In the final days of their campaign for the powerful L.A. County Board of Supervisors, Bobby Shriver and Sheila Kuehl have launched a flurry of political mailers and TV ads.
Some of those ads appear to stretch the facts pretty thin.
Shriver, 60, is a lawyer, former Santa Monica City Councilman and nephew of President John F. Kennedy. Kuehl, 73, is also a lawyer, a former state legislator from Santa Monica and one-time child actor.
Both are liberal Democrats and their positions on most issues are not very far apart. That has led them to strain at differentiating themselves.
Here’s a look at two recent ads and the claims they made:
Bobby Shriver Newspaper Insert (published Saturday, Oct. 25):
The ad pictures Supervisor Zev Yaroslavsky and quotes him saying Shriver “will build on what I have done,” implying that the popular incumbent has endorsed Shriver.
Actually, that is a partial quote from a New York Times article (story behind a paywall). Here is the full quote: “Either one of them would bring value to the office and build on what I have done.”
Yaroslavsky has carefully avoided endorsing either of the candidates; this ad annoyed him enough that he publicly criticized it as misleading.
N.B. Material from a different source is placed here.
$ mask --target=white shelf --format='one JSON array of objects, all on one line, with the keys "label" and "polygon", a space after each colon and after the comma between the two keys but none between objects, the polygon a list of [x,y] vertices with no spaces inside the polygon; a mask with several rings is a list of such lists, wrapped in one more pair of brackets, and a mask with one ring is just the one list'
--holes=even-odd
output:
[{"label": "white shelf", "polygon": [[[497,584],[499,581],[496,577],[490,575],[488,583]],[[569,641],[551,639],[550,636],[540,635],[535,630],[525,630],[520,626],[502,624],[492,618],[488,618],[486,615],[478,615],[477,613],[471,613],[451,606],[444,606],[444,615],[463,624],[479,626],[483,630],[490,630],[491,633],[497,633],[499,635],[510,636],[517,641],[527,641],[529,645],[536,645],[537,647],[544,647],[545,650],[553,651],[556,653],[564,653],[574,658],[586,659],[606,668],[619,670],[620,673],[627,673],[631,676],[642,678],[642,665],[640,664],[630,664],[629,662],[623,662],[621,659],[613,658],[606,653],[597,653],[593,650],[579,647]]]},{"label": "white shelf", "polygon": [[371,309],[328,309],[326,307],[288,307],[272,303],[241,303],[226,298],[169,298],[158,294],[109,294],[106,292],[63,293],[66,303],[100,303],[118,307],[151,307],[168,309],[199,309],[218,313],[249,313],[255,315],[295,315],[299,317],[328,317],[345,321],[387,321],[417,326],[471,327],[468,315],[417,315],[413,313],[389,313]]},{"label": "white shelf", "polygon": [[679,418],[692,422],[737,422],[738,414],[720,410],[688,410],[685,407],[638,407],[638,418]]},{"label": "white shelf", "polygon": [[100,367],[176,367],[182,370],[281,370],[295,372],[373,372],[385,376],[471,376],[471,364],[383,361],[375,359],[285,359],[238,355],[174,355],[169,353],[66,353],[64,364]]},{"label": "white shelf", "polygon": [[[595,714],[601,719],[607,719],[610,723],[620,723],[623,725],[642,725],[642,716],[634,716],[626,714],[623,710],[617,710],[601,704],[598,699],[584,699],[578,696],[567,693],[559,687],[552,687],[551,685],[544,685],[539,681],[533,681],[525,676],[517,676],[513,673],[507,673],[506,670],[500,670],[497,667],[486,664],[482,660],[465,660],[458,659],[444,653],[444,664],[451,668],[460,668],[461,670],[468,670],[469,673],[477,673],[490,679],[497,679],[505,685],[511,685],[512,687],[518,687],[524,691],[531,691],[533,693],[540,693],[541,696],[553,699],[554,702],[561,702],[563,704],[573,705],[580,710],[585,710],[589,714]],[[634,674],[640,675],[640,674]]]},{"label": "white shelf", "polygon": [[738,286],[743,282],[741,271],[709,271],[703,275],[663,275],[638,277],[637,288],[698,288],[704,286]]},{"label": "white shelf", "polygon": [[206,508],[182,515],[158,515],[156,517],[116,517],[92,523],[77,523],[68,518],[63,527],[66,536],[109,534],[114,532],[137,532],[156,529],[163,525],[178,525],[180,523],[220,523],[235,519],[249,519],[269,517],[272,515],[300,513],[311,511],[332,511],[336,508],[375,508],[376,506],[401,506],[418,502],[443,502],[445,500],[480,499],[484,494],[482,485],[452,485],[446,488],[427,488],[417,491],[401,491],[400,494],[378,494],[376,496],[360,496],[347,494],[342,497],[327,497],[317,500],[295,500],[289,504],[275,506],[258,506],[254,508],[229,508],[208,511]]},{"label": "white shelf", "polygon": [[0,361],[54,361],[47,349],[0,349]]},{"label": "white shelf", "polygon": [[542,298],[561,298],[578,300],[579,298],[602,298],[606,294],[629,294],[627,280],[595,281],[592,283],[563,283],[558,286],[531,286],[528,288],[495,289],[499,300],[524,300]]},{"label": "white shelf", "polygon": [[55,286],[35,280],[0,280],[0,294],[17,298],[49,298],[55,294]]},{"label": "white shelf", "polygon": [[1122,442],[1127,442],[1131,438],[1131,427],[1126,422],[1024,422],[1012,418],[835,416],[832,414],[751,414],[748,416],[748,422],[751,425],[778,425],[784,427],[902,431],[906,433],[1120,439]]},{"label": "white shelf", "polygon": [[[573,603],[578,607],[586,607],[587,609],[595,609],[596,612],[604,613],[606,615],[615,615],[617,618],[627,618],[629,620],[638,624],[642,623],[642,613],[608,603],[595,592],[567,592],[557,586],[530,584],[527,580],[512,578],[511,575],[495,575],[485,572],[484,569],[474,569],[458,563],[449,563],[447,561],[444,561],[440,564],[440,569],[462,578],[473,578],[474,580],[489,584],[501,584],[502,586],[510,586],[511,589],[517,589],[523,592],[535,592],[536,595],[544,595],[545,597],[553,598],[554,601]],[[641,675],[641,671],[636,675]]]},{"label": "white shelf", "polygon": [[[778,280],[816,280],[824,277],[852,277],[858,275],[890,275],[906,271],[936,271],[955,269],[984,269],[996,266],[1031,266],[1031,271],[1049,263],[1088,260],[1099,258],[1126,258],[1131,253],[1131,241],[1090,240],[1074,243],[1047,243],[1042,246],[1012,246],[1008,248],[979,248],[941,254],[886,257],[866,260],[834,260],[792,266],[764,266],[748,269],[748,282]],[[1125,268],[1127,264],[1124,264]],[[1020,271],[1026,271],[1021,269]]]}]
Shriver TV Ad (currently running):
“For Supervisor, Shriver or Kuehl? As a mayor and local elected official, Bobby Shriver worked to create jobs, balance budgets, clean up Santa Monica Bay and house homeless vets. In Sacramento, Sheila Kuehl turned a record budget surplus into a record budget deficit. She blocked bipartisan health care reform, and deregulated energy companies like Enron that led to your skyrocketing electric bills. Kuehl’s failed Sacramento past or Shriver’s new ideas and smart solutions? Shriver for supervisor.”
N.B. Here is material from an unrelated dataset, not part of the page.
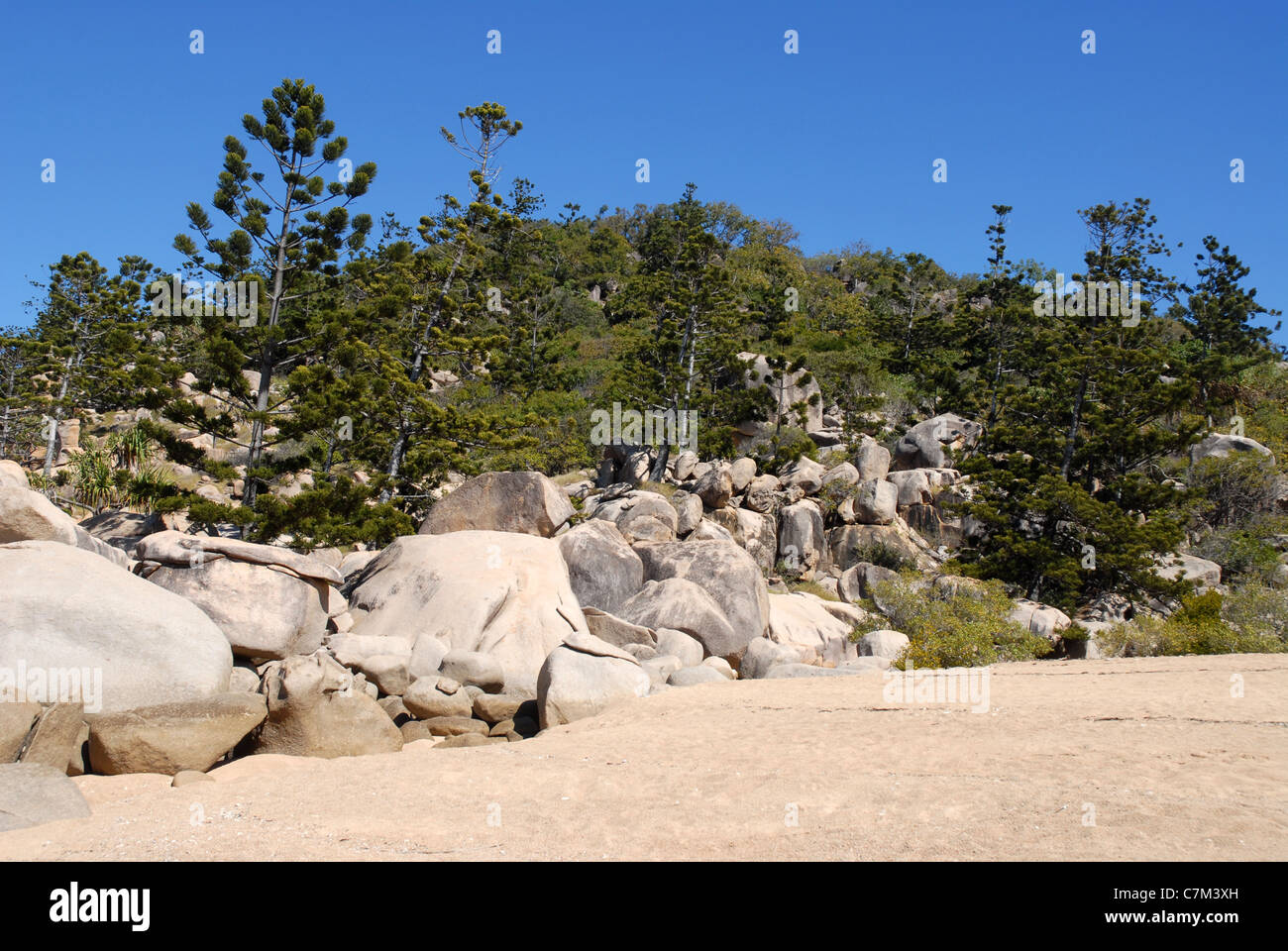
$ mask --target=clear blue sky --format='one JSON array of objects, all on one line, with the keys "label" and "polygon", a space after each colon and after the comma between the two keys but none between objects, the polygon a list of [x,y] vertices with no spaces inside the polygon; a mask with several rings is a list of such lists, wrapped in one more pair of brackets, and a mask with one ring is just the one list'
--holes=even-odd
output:
[{"label": "clear blue sky", "polygon": [[[222,142],[285,76],[326,97],[355,161],[355,210],[406,223],[464,161],[438,138],[466,104],[524,122],[505,178],[554,214],[676,198],[684,183],[786,218],[808,253],[866,240],[952,271],[985,258],[989,206],[1012,255],[1066,273],[1077,209],[1149,197],[1184,241],[1215,233],[1288,309],[1288,4],[535,3],[9,4],[0,37],[0,323],[64,253],[173,268],[184,205],[210,196]],[[205,53],[189,53],[189,31]],[[500,30],[502,53],[486,52]],[[796,30],[800,53],[783,52]],[[1095,30],[1096,53],[1079,48]],[[254,148],[254,146],[252,146]],[[254,156],[254,153],[252,153]],[[40,179],[54,158],[57,180]],[[648,158],[652,180],[635,180]],[[931,182],[935,158],[947,184]],[[1245,182],[1229,179],[1230,160]],[[1193,250],[1191,250],[1193,249]],[[1288,331],[1279,343],[1288,344]]]}]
The ad makes three claims about Kuehl:
She turned record state budget surpluses into record deficits.
Blaming Kuehl for the state's budget deficits after the dotcom bust of 2000 is quite a stretch. Kuehl was a member of the state Legislature from 1996 to 2008 and participated in votes that are open to criticism: She supported expanding social programs and pushed for more generous pensions for CHP officers, a law that opened the door for statewide increases in public safety pensions. But she was just one legislator and hardly responsible for the collapse of the dotcom industry, which slammed state revenues and led to the deficits.
Kuehl blocked bipartisan health care reform.
This one is true: Kuehl was a champion of single-payer health care. As chair of the Senate Health and Human Services Committee, she declined to support a 2008 plan by then-Gov. Arnold Schwarzenegger and then-Assembly Speaker Fabian Nuñez that would have required people to buy health insurance. In her opinion, it offered no consumer protections. A majority of the committee agreed.
Kuehl deregulated energy companies, which led to skyrocketing electric bills.
In 1996, while Kuehl was in the Legislature, the state Assembly, Senate and then-Gov. Pete Wilson unanimously agreed to deregulate the energy industry, a law that led to disastrous consequences when unscrupulous companies like Enron gamed the energy market. But blaming Kuehl alone for energy deregulation vastly overstates her role.
Correction: The original version of this story misstated the name of the governor who signed the energy deregulation bill.